When Le Clercq was fifteen years old, famed choreographer George Balanchine asked her to perform with him in a dance he choreographed for a polio charity benefit. In an eerie portent of things to come, he played a character named Polio, and Le Clercq was his victim who became paralyzed and fell to the floor. Then, children tossed dimes at her character, prompting her to get up and dance again.

She was considered Balanchine's first ballerina: she was trained in his style from childhood and she was one of his most important muses, together with dancers such as Maria Tallchief and, later on, Suzanne Farrell. Le Clercq became a principal dancer with the New York City Ballet at the age of nineteen. During her tenure with the company, Balanchine, Jerome Robbins, and Merce Cunningham all created roles for her.

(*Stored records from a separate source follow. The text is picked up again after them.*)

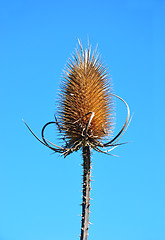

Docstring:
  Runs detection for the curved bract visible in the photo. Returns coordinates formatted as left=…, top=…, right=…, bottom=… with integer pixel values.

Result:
left=25, top=41, right=130, bottom=157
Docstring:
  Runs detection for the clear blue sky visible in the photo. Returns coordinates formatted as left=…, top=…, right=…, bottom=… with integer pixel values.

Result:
left=0, top=0, right=165, bottom=240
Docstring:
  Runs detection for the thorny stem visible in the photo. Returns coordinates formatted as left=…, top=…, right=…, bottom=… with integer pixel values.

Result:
left=80, top=145, right=91, bottom=240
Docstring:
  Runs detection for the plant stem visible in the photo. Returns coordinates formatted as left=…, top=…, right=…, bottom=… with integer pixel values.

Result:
left=80, top=145, right=91, bottom=240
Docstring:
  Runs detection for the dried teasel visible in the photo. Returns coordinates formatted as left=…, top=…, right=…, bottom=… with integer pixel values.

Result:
left=25, top=40, right=130, bottom=240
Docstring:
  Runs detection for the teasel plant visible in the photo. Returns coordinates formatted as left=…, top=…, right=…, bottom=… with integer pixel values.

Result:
left=24, top=39, right=130, bottom=240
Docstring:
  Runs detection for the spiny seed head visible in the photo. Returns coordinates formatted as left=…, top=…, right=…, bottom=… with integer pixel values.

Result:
left=58, top=39, right=113, bottom=146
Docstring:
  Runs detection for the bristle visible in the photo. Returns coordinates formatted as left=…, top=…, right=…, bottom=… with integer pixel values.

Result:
left=58, top=39, right=113, bottom=148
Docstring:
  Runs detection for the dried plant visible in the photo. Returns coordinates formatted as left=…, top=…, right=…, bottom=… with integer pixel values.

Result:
left=25, top=40, right=130, bottom=240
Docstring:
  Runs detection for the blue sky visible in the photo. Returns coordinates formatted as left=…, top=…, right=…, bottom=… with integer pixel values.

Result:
left=0, top=0, right=165, bottom=240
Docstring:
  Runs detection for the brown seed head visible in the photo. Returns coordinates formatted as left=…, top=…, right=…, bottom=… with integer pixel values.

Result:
left=58, top=39, right=113, bottom=146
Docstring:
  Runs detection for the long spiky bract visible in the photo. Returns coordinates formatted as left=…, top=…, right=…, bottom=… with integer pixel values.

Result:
left=25, top=40, right=130, bottom=240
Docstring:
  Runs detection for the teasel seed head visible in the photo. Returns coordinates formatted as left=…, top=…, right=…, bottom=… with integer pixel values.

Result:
left=58, top=41, right=113, bottom=147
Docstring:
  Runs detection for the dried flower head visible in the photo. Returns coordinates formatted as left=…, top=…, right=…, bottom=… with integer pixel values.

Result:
left=25, top=40, right=130, bottom=156
left=58, top=42, right=112, bottom=147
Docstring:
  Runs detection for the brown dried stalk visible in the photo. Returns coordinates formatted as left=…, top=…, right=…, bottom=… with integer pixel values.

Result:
left=25, top=40, right=130, bottom=240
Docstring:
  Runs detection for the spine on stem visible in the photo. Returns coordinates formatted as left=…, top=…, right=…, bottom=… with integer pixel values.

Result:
left=80, top=145, right=91, bottom=240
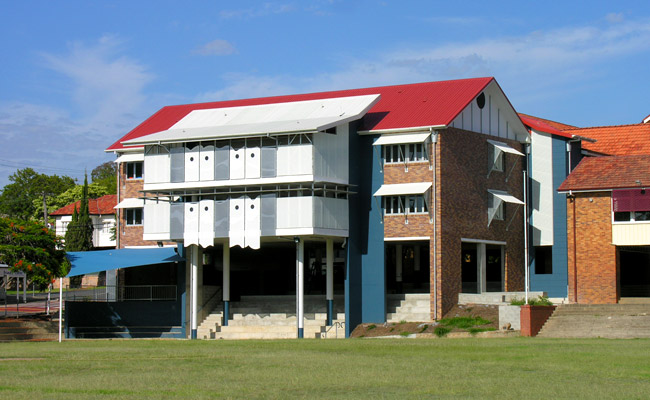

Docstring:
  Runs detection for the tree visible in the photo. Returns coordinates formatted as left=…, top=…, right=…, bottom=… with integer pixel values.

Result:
left=90, top=161, right=117, bottom=198
left=65, top=176, right=93, bottom=251
left=34, top=182, right=110, bottom=219
left=0, top=168, right=75, bottom=220
left=0, top=218, right=70, bottom=290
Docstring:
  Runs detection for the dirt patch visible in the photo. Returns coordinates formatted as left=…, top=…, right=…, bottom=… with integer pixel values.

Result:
left=350, top=304, right=499, bottom=338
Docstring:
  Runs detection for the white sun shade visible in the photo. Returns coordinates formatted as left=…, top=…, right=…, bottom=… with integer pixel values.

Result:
left=123, top=94, right=380, bottom=146
left=113, top=152, right=144, bottom=164
left=373, top=132, right=431, bottom=146
left=488, top=139, right=524, bottom=157
left=113, top=198, right=144, bottom=208
left=488, top=190, right=524, bottom=204
left=373, top=182, right=432, bottom=196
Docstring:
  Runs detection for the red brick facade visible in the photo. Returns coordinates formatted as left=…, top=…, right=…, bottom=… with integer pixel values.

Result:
left=567, top=192, right=619, bottom=304
left=384, top=128, right=524, bottom=319
left=117, top=163, right=175, bottom=248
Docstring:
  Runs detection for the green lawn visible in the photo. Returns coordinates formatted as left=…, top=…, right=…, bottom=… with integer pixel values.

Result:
left=0, top=338, right=650, bottom=400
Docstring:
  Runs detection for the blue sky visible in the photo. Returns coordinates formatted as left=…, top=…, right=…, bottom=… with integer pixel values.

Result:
left=0, top=0, right=650, bottom=187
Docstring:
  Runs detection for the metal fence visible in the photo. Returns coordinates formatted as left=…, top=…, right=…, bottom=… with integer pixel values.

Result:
left=63, top=285, right=177, bottom=302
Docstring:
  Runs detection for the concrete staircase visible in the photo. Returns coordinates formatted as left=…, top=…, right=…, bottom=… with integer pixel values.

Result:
left=197, top=296, right=345, bottom=339
left=537, top=304, right=650, bottom=339
left=386, top=293, right=431, bottom=322
left=0, top=318, right=59, bottom=342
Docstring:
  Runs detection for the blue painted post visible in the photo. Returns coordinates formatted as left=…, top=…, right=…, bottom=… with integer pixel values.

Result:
left=296, top=238, right=305, bottom=339
left=223, top=241, right=230, bottom=326
left=325, top=238, right=334, bottom=326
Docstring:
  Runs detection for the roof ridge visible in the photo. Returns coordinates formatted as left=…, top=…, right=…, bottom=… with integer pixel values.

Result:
left=563, top=122, right=650, bottom=131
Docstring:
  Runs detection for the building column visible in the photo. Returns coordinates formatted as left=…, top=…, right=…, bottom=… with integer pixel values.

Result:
left=294, top=237, right=305, bottom=339
left=395, top=244, right=404, bottom=292
left=476, top=243, right=487, bottom=293
left=189, top=244, right=200, bottom=339
left=222, top=239, right=230, bottom=326
left=325, top=238, right=334, bottom=326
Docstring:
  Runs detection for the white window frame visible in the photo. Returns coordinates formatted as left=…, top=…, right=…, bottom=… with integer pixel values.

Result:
left=124, top=161, right=144, bottom=181
left=124, top=208, right=144, bottom=226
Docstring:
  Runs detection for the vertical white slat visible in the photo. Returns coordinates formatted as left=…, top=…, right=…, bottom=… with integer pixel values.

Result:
left=244, top=140, right=262, bottom=179
left=244, top=197, right=262, bottom=250
left=183, top=202, right=199, bottom=246
left=185, top=144, right=201, bottom=182
left=199, top=200, right=214, bottom=249
left=230, top=141, right=246, bottom=179
left=199, top=144, right=214, bottom=181
left=228, top=198, right=246, bottom=248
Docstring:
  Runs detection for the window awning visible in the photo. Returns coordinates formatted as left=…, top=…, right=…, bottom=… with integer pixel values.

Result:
left=373, top=182, right=432, bottom=196
left=122, top=94, right=380, bottom=146
left=372, top=132, right=431, bottom=146
left=488, top=139, right=524, bottom=157
left=66, top=247, right=184, bottom=277
left=114, top=153, right=144, bottom=164
left=488, top=190, right=524, bottom=205
left=113, top=198, right=144, bottom=208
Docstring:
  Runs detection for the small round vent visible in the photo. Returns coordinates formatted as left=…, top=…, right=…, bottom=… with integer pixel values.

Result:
left=476, top=93, right=485, bottom=110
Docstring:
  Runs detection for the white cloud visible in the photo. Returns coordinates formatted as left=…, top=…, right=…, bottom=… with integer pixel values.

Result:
left=192, top=39, right=236, bottom=56
left=0, top=36, right=153, bottom=187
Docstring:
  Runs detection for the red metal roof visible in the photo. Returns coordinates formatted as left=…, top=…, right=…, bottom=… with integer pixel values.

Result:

Le Clercq's dancing career ended abruptly when she contracted polio in Copenhagen during the company's European tour in 1956. Eventually regaining most of the use of her arms and torso, she remained paralyzed from the waist down for the rest of her life.

She reemerged as a dance teacher and as one student recalled, "used her hands and arms as legs and feet." She taught at Dance Theater of Harlem from 1974 to 1982.

==Legacy==

Le Clercq's life and career are profiled in the 2013 documentary film, Afternoon of a Faun: Tanaquil Le Clercq. Novelist Varley O'Connor created a fictional account of the relationship between Tanaquil LeClercq and George Balanchine in The Master's Muse (Scribner 2012). In 2021, Orel Protopopescu, a former student of Le Clercq's father, published Dancing Past the Light: The Life of Tanaquil Le Clercq (University Press of Florida), the first biography of Le Clercq.

==Personal life==
Tanaquil Le Clercq was the fourth and last wife (1952–1969) of Balanchine, the pioneer of American ballet. He obtained a quick divorce from her to woo Suzanne Farrell (who refused Balanchine's marriage proposal and went on to marry another Balanchine dancer, Paul Mejia).

Le Clercq died of pneumonia in New York Hospital at the age of 71.